Web Scraping (also termed Screen Scraping, Web Data Extraction, Web Harvesting etc) is a technique employed to extract large amounts of data from websites whereby the data is extracted and saved to a local file in your computer or to a database in table (spreadsheet) format.
This application allow user to scrap the products details from flipkart and amazon based on search argument. Extracted data is save to the database, from thier we use it to display that items in our application.
Python 3.4.3
MySQL client 1.3.7
MechanicalSoup 0.4.0
Pillow 3.1.1
decorator 4.0.6
virtualenv
Django 1.8
beautifulsoup4 4.4.1
ipython 4.0.3
ipython-genutils 0.1.0
path.py 8.1.2
pexpect 4.0.1
pickleshare 0.6
ptyprocess 0.5
pytz 2015.7
requests 2.9.1
simplegeneric 0.8.1
six 1.10.0
traitlets 4.1.0
wheel 0.24.0
Backend:
Django 1.8
MySQL 1.3.7
Front end:
HTML5
CSS3
Bootstrap 3
jQuery
Before you start scraping, you will have to set up a new Scrapper project.
Step 1: Create a separate virtual environment with python 3.4 for our project.
$ pip install virtualenv
$ virtualenv -p /usr/bin/python3 env/py34
$ source env/py34/bin/activate
Step 2: In the environment install django and all other required pakages mentioned above.
Step 3: Clone the project to your folder.

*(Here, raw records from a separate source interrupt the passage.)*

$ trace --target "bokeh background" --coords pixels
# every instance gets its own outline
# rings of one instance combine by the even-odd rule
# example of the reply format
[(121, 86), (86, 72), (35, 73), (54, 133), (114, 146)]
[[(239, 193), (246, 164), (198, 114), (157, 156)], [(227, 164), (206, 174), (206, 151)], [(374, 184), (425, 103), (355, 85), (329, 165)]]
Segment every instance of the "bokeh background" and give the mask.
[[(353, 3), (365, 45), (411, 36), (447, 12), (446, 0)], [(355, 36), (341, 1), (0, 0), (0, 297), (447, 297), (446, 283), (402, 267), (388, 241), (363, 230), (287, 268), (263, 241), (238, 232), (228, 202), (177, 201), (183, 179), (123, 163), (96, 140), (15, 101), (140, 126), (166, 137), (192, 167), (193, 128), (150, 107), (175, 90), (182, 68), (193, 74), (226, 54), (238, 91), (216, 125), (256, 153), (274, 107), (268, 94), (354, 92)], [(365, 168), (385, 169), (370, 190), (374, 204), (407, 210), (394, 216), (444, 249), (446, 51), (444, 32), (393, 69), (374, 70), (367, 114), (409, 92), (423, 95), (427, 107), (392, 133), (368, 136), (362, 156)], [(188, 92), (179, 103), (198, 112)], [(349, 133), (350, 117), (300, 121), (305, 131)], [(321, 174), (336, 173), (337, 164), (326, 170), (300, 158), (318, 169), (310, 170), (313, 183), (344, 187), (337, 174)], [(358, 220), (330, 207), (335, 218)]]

Enter a directory where you’d like to store the project and run:
$ git clone https://github.com/ajayvahan/scrapper.git
Step 4: Create a empty database named "scrapper".
Step 5: Confuger your database and email in settinds.py
DATABASES = {
'default': {
'ENGINE': 'django.db.backends.mysql',
'NAME': 'scrapper',
'USER': 'mysql client username',
'PASSWORD': 'mysql client password',
'HOST': '',
'PORT': '',
}
}
EMAIL_HOST = 'your email host'
EMAIL_HOST_USER = 'email username'
EMAIL_HOST_PASSWORD = 'email password'
EMAIL_PORT = 587
EMAIL_USE_TLS = True
Step 6: Enter the scrapper directory and run the following command to create tables for the project.
$ python manage.py makemigrations
$ python manage.py migrate
Step 7: Run server
$ python manage.py runserver
Step 8: In browser url run
http://localhost:8000